The protesters who gathered at the Senedd on Monday want to see tighter cattle controls, arguing that the cull will devastate wildlife.
But Stephen James, deputy president of NFU Cymru, who has had repeated TB breakdowns in his Holstein Friesian herd in Pembrokeshire since 1993, said stringent measures had already been implemented to deal with the problem in cattle and this resulted in an increase in cases of bovine TB.

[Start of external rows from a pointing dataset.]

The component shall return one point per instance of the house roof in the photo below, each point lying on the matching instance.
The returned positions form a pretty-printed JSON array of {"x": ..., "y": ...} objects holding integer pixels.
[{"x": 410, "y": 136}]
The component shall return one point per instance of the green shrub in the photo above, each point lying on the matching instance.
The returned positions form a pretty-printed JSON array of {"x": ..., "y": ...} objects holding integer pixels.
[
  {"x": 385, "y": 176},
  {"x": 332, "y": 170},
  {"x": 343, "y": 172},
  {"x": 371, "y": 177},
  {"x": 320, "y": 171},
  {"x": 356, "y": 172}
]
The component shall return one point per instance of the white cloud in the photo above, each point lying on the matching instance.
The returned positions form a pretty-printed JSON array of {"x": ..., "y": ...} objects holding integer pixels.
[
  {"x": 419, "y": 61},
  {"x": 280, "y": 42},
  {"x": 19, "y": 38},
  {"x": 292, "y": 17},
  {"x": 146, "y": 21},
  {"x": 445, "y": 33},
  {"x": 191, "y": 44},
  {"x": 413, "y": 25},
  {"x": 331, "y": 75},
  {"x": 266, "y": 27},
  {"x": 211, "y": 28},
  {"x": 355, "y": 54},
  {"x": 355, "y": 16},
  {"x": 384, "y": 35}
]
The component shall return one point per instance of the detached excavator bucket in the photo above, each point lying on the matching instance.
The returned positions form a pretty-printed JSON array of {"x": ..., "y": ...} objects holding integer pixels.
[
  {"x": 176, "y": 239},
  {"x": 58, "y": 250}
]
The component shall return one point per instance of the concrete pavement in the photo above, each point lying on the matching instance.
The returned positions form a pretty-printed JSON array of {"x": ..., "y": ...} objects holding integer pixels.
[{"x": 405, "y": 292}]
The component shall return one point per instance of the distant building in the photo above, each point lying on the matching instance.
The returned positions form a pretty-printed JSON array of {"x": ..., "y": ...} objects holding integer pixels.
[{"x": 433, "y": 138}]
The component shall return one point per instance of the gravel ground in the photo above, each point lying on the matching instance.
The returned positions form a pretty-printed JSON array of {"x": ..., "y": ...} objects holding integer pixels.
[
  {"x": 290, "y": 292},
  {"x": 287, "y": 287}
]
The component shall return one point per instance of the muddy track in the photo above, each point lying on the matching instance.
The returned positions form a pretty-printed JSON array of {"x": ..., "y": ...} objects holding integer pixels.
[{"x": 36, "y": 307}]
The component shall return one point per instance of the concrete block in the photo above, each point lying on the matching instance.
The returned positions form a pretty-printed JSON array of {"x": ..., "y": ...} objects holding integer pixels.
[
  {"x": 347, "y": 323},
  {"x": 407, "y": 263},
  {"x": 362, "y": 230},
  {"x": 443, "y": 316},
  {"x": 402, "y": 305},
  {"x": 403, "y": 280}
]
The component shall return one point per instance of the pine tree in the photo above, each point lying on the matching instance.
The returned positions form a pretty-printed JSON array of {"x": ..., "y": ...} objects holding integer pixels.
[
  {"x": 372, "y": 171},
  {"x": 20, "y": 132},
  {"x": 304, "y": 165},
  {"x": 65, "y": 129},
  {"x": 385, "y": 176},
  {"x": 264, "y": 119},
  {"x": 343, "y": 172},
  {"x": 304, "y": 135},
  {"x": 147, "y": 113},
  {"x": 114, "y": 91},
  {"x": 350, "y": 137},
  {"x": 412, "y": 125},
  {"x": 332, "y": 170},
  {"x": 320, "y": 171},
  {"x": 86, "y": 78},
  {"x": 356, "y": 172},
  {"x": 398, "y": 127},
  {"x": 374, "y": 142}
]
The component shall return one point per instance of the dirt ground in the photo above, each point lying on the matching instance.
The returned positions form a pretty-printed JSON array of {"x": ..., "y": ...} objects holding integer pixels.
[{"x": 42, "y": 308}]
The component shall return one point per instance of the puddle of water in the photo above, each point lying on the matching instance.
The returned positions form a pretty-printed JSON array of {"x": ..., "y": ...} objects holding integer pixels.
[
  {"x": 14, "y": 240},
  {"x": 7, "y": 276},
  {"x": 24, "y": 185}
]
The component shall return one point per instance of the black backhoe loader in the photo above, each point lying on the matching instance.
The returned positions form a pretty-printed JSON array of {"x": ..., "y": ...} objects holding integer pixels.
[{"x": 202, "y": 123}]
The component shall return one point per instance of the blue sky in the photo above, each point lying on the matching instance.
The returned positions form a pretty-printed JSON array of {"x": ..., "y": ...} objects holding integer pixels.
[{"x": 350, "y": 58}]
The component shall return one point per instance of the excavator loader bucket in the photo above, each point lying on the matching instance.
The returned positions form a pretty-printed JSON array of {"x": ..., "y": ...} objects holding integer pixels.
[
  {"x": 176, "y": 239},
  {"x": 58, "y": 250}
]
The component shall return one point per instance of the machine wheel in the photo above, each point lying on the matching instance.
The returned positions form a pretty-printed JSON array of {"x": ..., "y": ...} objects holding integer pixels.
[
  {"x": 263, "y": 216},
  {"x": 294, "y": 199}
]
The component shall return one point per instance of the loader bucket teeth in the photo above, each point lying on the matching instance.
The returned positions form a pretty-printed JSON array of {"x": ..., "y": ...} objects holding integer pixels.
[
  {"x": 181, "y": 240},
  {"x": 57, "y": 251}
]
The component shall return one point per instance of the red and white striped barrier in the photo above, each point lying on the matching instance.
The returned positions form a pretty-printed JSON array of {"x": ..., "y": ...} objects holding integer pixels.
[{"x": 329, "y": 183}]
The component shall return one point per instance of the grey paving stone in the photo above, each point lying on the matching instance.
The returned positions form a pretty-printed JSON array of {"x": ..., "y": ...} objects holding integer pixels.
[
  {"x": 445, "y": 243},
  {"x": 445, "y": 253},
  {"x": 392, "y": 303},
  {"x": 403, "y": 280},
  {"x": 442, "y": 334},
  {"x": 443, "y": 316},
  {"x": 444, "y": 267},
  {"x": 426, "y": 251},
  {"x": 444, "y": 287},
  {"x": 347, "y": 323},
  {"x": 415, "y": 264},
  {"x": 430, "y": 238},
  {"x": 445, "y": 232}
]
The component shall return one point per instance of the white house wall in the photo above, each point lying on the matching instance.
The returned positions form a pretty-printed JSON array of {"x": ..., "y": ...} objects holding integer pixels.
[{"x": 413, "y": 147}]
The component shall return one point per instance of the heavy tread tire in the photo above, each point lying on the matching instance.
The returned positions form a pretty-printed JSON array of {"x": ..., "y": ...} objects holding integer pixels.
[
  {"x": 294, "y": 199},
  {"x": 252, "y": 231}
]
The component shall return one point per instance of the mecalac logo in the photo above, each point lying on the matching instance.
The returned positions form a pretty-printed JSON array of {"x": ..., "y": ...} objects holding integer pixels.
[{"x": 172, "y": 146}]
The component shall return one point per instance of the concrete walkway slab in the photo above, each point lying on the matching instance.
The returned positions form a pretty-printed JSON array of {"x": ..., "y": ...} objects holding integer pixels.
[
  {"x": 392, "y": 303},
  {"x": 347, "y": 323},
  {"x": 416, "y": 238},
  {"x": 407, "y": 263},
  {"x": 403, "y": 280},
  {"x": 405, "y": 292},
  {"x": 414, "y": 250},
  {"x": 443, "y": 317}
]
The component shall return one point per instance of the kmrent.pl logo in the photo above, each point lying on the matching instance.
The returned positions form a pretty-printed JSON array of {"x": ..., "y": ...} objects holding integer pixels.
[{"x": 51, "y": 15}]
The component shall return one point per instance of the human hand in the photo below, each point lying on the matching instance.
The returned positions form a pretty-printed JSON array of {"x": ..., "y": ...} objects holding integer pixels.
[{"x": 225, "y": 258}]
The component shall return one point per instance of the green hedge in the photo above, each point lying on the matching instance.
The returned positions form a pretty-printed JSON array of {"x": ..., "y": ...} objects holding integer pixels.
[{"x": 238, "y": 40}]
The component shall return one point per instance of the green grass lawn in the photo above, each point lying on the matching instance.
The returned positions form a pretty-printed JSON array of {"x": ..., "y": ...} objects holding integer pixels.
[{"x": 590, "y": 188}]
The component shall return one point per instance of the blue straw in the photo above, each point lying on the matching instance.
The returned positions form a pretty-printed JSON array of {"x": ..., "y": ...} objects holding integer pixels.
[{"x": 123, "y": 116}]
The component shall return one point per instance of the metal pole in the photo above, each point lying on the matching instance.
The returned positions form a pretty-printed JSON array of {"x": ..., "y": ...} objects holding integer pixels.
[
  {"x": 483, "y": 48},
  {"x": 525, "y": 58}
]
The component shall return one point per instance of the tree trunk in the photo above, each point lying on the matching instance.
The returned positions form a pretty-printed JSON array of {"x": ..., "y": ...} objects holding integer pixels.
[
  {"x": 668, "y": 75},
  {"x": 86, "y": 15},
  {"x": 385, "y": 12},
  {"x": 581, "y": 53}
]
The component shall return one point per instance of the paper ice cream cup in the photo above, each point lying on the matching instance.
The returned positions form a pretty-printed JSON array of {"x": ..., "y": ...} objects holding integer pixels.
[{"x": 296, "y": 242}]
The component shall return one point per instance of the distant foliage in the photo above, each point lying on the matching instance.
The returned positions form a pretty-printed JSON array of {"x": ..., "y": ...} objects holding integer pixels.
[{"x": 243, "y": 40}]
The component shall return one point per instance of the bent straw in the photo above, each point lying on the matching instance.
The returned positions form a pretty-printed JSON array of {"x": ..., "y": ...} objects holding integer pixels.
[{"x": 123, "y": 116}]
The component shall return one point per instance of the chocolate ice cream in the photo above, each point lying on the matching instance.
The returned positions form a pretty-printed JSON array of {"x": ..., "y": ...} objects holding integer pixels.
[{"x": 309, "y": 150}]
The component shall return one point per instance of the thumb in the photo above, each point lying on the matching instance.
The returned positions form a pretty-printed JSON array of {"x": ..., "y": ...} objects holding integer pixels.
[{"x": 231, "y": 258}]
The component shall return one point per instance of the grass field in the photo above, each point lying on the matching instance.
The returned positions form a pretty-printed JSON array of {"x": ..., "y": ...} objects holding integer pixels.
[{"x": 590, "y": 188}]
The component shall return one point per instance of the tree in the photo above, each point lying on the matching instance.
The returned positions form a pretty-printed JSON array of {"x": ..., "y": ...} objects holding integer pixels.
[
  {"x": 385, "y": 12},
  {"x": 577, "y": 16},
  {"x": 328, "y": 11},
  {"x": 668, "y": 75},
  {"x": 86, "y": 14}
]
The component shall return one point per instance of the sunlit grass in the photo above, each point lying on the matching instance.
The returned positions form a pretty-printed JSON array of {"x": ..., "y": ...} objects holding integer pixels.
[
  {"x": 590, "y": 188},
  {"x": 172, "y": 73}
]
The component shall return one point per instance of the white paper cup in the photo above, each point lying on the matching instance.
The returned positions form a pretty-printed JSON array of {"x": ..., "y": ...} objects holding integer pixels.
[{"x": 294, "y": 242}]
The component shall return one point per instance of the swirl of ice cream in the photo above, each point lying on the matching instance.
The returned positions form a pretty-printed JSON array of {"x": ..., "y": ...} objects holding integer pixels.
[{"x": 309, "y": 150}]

Mr James urged the government not to waver in its holistic approach to the disease. Referring to the protest he said: “Everyone has the right to protest [but] the decision to cull badgers was taken through a democratic process.”
Mr James admitted farmers in the cull area had expressed concerns about the threat of action by protesters as the cull date approached.
“It is without doubt a controversial subject and the concerns are not over people who will protest peacefully but those who get stirred up by the event and not the cause,” he said.